Cash flow from dependable and predictable customers is a big thing to look for in midstream companies. Williams and Kinder Morgan are leaders in this metric, giving investors peace of mind.
Both companies have also decreased their spending, leaving more capital to pay down debt and dividends.
Williams' capital expenditures decreased 37% and Kinder Morgan decreased capital expenditures by 22% when comparing the nine months ended 2018 to the nine months ended 2019. Williams' Q3 2019 debt-to-adjusted earnings before interest, taxes, debt, and amortization (EBITDA) ratio was 4.47, and Kinder Morgan expects to end 2019 with a net debt-to-EBITDA ratio of 4.6. These ratios are somewhat high compared to competitors such as Enterprise Products Partners or Magellan Midstream Partners, but the efforts by both companies to cut spending could prove to be a step in the right direction.
The tipping point
Up until this point, the comparison between Williams and Kinder Morgan has resulted in a virtual tie.
Kinder Morgan separates itself from Williams with its ability to decrease spending and "use internally generated cash flow to fully fund dividend payment and [the] vast majority of growth capital expenditures." That growth is largely targeted in the Permian Basin and Bakken formation, the largest U.S. shale plays.
One of Kinder Morgan's goals is to take advantage of the oversupply of natural gas in the Permian Basin that pushed spot prices at the West Texas Waha hub negative in April 2019 and again in May 2019. Large shipments of gas are dangerous without pipelines, but storing natural gas instead of transporting it can be expensive, leaving many producers' hands tied without pipelines.
In response to buyers who are champing at the bit to transport gas out of the Permian, Kinder Morgan is building two main pipelines, one of which went into service in September. The second is expected to go into service in early 2021.
Kinder Morgan's growth prospects are exciting, but Williams isn't without its share of powerful revenue drivers. Q3 2019 results were 7% higher than Q3 2018, primarily due to a 28% EBITDA increase in Atlantic-Gulf revenues and a 17% increase in Northeast gathering and processing.
The large Atlantic-Gulf increase was driven primarily by two projects, the Atlantic Sunrise and Gulf Connector, which are expansion projects to Williams' 10,000-mile-long Transco Pipeline.

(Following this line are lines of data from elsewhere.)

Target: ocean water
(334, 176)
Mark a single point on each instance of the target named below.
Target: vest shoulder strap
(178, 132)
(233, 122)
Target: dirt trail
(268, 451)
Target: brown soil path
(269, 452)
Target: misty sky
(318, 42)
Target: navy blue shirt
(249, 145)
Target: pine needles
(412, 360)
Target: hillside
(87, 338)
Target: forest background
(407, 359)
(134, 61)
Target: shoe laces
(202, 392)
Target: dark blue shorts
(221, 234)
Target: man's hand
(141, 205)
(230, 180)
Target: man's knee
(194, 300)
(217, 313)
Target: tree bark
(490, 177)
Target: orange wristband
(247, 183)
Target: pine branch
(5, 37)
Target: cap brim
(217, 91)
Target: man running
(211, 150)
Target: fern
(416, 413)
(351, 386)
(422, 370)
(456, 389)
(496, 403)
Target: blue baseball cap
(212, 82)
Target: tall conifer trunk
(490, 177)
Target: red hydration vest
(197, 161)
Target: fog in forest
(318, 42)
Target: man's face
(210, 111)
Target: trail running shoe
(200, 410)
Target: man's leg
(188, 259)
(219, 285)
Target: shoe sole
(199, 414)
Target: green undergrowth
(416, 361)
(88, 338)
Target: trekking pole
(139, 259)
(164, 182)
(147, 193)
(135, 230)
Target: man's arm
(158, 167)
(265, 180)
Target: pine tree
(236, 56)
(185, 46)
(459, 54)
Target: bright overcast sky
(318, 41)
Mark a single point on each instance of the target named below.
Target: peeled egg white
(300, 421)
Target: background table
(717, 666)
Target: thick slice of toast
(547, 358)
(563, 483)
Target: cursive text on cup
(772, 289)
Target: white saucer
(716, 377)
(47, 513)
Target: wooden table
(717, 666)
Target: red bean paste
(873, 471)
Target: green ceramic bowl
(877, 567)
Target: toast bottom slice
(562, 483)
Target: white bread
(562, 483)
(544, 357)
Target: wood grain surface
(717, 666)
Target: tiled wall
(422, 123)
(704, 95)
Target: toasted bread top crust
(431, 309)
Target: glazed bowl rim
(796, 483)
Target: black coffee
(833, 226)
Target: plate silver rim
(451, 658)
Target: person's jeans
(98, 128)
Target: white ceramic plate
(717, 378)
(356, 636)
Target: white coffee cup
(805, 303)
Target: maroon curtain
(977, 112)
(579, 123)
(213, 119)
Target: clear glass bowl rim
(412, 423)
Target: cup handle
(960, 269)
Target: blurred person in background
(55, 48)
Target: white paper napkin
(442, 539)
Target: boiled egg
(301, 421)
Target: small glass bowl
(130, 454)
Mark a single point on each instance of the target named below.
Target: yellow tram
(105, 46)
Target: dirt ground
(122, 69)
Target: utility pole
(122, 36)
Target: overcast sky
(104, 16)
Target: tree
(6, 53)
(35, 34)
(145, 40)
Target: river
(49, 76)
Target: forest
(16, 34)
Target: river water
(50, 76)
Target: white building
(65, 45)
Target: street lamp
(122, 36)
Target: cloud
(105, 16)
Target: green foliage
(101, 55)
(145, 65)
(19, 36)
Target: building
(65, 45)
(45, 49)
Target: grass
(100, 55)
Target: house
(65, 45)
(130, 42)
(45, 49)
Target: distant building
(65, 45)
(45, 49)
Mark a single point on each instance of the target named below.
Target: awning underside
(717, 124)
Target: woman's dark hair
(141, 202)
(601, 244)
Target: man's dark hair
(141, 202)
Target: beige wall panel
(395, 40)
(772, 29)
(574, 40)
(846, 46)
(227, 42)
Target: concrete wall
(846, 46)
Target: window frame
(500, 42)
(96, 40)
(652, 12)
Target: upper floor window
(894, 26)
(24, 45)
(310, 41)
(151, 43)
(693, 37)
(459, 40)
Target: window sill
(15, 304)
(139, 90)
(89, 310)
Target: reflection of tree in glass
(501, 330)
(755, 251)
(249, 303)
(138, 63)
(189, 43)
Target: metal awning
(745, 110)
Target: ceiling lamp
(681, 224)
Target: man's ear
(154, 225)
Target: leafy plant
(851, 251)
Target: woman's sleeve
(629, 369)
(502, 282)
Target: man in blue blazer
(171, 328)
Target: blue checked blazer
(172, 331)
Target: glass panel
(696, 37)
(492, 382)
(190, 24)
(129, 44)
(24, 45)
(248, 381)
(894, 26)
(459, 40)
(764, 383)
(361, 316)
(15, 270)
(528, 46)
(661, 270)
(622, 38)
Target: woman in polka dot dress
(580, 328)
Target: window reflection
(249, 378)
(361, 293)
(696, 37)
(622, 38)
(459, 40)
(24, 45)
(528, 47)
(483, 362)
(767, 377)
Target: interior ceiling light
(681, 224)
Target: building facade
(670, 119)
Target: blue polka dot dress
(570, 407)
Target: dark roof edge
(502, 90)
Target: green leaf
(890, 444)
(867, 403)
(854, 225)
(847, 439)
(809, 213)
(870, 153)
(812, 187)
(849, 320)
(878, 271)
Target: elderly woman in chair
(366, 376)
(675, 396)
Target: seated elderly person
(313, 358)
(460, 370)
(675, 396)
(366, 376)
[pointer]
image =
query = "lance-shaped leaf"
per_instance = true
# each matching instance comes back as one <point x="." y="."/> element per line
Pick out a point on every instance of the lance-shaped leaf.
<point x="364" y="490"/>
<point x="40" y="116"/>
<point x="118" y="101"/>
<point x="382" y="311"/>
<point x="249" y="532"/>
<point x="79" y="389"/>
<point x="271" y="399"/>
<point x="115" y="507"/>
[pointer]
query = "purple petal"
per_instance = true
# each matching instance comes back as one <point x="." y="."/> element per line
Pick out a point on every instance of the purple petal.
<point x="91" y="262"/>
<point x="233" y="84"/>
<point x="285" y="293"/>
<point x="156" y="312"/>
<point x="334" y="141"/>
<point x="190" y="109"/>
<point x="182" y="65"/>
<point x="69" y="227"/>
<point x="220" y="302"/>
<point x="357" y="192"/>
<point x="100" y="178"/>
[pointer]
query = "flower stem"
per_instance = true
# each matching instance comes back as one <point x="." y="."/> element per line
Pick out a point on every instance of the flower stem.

The Transco Pipeline system is one of the most valuable North American pipelines, delivering gas from Appalachia's Marcellus-Utica shale to the Gulf of Mexico. Expansion projects such as the Gulf Connector project are aimed at positioning Williams to be a supplier of natural gas to liquefied natural gas (LNG) titans like Cheniere Energy's (NYSEMKT:LNG) Corpus Christi Liquefaction Project, the second largest project of its kind in Cheniere's portfolio.Cheniere has gained approval from the U.S. Federal Energy Regulatory Commission (FERC) for its third and final liquefaction train after commissioning the second train in July, putting Williams behind a solid growth story. According to Williams', Transco, alone, is expected to generate $2.5 billion in annual fee revenue by 2022.
Kinder Morgan gains the edge because it's taking advantage of Permian customers willing and ready to sign contracts with minimum 10-year terms. Williams is just a whisker behind in second place, a high-yielding dividend stock that plays the U.S. natural gas market well by simply building on its successes such as the Transco pipeline system.
Arguably the biggest causes for concern for both companies are the 2015/2016 dividend cuts and somewhat high debt-to-EBITDA ratios when compared to other large North American midstream companies. That being said, investors looking for a company that has exhibited years of calculated capital spending, and as a result is poised to benefit from continual growth in the Permian Basin and the Bakken, could consider Kinder Morgan as a potential investment.